Breitere Basis für den Aufschwung

Die wirtschaftlichen Grundlagen vieler Schwellenländer verbessern sich zusehends. Das Wachstum des Bruttoinlandsproduktes in den Emerging Markets wird 2018 schätzungsweise auf 4,7 Prozent steigen. Viele Schwellenländer haben die Inflation unter Kontrolle gebracht, Leistungsbilanzdefizite abgebaut und eine umsichtigere Haushaltspolitik verfolgt und sind so widerstandsfähiger als noch vor einigen Jahren.
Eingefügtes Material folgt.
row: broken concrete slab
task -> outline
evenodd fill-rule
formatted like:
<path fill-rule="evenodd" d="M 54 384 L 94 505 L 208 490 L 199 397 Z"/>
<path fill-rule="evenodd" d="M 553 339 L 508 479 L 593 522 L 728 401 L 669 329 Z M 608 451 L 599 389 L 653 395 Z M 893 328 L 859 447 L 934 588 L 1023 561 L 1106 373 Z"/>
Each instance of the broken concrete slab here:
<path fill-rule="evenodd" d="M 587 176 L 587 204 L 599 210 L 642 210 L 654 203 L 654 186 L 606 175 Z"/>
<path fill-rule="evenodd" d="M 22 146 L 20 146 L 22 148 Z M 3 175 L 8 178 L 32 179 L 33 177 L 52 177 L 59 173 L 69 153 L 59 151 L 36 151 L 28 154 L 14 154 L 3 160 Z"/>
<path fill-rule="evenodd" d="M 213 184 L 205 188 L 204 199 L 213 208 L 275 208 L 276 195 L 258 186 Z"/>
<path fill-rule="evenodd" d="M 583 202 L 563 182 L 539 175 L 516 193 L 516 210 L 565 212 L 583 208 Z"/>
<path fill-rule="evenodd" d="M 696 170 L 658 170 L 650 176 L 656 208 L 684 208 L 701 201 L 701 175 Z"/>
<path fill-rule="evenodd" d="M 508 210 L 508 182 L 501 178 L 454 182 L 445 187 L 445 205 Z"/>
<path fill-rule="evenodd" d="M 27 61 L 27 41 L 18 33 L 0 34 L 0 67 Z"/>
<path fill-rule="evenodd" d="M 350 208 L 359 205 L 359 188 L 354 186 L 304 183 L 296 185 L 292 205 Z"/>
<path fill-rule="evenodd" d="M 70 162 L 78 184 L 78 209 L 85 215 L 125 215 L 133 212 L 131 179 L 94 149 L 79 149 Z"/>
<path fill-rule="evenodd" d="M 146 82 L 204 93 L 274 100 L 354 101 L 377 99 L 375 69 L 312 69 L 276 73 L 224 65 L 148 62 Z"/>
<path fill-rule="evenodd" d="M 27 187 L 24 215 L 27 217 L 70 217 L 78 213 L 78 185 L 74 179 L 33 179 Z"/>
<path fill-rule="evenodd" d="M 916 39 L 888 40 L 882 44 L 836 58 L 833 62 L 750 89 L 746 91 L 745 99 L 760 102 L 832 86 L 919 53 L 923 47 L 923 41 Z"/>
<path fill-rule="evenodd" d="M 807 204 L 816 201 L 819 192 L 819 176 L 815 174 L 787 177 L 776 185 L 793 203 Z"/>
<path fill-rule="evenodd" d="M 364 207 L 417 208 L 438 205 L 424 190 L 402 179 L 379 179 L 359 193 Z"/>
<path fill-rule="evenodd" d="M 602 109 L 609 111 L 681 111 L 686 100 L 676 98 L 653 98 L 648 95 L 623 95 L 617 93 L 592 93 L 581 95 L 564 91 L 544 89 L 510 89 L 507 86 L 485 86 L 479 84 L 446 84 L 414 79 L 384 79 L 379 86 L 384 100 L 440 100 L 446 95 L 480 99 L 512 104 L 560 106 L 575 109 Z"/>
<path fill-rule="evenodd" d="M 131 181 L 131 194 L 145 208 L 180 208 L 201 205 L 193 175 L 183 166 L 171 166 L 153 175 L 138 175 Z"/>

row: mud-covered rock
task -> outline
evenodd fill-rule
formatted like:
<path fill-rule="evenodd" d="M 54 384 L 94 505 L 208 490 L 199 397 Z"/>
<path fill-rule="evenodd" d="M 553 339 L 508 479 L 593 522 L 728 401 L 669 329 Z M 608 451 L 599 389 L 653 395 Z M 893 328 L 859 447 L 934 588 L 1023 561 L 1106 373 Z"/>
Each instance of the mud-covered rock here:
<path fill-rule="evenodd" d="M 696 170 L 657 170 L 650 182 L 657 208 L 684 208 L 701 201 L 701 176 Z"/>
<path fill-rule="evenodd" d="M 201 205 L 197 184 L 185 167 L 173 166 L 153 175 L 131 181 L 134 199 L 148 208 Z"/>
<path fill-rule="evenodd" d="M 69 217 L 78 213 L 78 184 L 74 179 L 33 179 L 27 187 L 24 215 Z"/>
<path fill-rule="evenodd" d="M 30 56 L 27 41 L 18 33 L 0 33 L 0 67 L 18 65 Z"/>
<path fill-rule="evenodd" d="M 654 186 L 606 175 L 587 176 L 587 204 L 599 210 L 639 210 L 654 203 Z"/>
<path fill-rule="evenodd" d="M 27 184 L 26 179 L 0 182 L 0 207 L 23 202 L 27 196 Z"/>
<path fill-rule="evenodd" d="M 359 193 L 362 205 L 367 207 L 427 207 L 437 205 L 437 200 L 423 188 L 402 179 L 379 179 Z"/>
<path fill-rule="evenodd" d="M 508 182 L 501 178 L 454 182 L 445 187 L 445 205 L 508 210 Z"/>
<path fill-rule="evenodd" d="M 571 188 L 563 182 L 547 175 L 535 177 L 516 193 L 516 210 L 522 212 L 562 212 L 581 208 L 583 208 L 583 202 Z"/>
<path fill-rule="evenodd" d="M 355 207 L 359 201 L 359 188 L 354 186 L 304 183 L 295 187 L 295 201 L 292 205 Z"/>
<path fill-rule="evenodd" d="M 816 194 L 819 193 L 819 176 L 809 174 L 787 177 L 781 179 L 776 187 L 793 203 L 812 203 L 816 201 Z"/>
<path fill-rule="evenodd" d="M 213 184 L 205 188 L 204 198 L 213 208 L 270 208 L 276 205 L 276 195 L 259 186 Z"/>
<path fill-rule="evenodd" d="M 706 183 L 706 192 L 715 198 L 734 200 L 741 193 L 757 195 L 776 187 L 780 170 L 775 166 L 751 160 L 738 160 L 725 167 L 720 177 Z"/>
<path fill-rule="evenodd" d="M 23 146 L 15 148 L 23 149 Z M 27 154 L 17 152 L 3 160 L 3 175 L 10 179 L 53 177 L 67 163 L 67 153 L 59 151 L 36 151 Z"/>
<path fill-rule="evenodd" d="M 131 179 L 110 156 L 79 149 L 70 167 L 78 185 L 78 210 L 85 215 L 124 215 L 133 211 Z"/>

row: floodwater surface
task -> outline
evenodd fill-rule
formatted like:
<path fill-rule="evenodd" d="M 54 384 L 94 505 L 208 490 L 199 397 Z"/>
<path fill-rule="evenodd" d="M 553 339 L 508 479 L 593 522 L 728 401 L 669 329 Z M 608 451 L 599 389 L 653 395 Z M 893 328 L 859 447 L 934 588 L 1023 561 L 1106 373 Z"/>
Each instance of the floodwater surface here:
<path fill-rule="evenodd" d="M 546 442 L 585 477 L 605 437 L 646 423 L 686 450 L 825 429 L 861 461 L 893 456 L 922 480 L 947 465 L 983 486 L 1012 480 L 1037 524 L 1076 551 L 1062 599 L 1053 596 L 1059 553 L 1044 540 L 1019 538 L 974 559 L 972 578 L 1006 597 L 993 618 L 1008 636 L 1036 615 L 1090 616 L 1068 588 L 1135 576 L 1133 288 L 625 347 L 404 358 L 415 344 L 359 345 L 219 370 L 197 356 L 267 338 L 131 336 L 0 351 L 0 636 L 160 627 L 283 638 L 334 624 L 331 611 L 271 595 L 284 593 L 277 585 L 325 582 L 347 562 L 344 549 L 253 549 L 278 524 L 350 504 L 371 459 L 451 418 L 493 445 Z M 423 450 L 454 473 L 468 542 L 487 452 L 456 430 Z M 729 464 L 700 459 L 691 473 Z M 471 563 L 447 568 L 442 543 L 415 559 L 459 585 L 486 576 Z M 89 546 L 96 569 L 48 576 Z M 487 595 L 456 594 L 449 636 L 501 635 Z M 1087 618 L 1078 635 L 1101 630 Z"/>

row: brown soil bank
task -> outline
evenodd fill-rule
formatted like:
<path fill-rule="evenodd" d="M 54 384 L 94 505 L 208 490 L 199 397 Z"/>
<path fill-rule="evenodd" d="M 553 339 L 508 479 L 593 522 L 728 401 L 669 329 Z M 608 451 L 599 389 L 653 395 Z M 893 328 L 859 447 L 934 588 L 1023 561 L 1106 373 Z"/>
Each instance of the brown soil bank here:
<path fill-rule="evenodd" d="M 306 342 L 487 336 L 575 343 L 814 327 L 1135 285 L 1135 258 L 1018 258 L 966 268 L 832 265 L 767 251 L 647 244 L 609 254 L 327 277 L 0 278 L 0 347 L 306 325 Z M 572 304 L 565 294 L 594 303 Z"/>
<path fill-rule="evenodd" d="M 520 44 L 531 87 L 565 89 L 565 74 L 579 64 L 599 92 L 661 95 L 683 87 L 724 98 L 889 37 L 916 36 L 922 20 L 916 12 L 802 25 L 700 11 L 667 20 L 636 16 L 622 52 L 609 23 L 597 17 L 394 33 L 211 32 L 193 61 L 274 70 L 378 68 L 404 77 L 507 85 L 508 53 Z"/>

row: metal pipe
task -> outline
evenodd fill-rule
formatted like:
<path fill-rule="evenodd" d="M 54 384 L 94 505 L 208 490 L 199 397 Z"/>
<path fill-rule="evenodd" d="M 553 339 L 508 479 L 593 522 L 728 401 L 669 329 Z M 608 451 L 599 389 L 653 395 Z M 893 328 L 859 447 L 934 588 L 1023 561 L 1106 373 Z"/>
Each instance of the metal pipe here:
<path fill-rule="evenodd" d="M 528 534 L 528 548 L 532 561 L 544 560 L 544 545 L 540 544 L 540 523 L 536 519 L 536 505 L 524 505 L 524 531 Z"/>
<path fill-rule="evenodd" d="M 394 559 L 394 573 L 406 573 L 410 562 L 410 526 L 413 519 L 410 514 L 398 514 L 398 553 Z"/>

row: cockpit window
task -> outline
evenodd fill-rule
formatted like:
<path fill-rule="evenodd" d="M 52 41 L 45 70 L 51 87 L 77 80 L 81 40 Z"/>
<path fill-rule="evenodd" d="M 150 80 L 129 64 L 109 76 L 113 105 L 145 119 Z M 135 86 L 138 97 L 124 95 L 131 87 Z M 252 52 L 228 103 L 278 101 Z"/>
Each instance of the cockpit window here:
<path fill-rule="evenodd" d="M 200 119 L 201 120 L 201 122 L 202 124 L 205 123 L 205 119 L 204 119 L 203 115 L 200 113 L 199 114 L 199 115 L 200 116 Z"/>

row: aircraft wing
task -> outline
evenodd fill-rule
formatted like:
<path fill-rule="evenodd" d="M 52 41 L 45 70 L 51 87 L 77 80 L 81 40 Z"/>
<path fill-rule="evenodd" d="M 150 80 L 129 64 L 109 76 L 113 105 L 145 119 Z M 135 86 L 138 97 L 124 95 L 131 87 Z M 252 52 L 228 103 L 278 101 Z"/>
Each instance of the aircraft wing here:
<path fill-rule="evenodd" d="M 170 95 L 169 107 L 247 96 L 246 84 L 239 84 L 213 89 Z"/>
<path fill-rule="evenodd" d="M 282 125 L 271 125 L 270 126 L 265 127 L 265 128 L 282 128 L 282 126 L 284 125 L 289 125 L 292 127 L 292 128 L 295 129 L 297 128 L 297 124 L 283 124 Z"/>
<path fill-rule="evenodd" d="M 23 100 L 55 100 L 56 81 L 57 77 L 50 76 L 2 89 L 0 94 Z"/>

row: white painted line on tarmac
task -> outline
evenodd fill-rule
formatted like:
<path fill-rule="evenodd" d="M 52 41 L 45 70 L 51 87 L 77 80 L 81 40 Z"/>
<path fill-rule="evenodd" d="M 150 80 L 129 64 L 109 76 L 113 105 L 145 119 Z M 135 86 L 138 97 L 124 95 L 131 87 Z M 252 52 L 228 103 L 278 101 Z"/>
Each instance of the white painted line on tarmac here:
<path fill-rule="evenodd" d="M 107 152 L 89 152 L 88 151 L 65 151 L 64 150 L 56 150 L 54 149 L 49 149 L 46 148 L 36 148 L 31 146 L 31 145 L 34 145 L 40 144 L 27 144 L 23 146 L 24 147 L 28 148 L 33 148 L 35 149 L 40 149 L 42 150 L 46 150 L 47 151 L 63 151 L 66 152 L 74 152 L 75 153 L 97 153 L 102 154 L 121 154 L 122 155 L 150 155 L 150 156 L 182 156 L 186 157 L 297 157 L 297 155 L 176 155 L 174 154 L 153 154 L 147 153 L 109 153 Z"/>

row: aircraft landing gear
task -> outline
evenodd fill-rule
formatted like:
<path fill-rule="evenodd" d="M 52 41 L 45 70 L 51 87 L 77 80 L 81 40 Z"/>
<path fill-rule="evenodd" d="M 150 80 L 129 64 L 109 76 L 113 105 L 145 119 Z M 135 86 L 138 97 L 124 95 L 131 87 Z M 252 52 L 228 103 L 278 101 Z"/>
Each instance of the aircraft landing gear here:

Die Außenhandelsbilanzen der Schwellenländer haben sich zudem erheblich verbessert. Die Emerging Markets sind dadurch weniger abhängig von ausländischem Kapital und weniger anfällig für steigende Zinsen in den Industriestaaten. Und Reformen sowie strukturelle Verbesserungen in vielen Ländern sorgen für eine weitere Aufhellung der Wachstumsaussichten.

Unter die Haube blicken

Schwellenmärkte sind jedoch ein sehr komplexes und differenziertes Anlageuniversum. Einzelne Länder und Branchen befinden sich in völlig unterschiedlichen Entwicklungsstadien und werden dementsprechend verschieden bewertet. Während Staaten wie Südkorea im Hinblick auf politische Stabilität, Pro-Kopf-Einkommen, Corporate Governance, Infrastruktur und Kapitalmarktreife bereits sehr nah am Niveau der Industrieländer sind oder diese sogar schon erreichen, haben andere – darunter auch große Märkte wie Indien – bei vielen der genannten Faktoren noch erheblichen Aufholbedarf.

Auch auf Sektorenebene bietet sich ein heterogenes Bild. Lange Zeit dominierten Rohstoffunternehmen die Schwellenmärkte. Diese sind nach wie vor mehr dem globalen Konjunkturzyklus unterworfen als von lokalen Gegebenheiten beeinflusst. Ein anderes Bild bietet sich im Konsumsektor. Lange Zeit dominierten ausländische Konzerne den Massenmarkt für alltägliche Gebrauchsgegenstände, und auch im Luxusgüterbereich gab die wachsende Mittel- und Oberschicht ihr steigendes Einkommen primär für Autos oder Uhren aus dem Westen aus. Auch heute noch spielen die etablierten Marken hier eine wichtige Rolle.

Doch von vielen Analysten oft unbemerkt, hat sich in vielen Schwellenländern inzwischen jedoch ein robuster und wachsender heimischer Konsumsektor entwickelt. Den Verbrauchern in Indonesien oder Brasilien ist es immer öfter egal, ob es sich um ein „Global Brand” handelt. Sie wollen ein hochwertiges Produkt und finden dafür immer öfter passende Optionen aus heimischer Herstellung.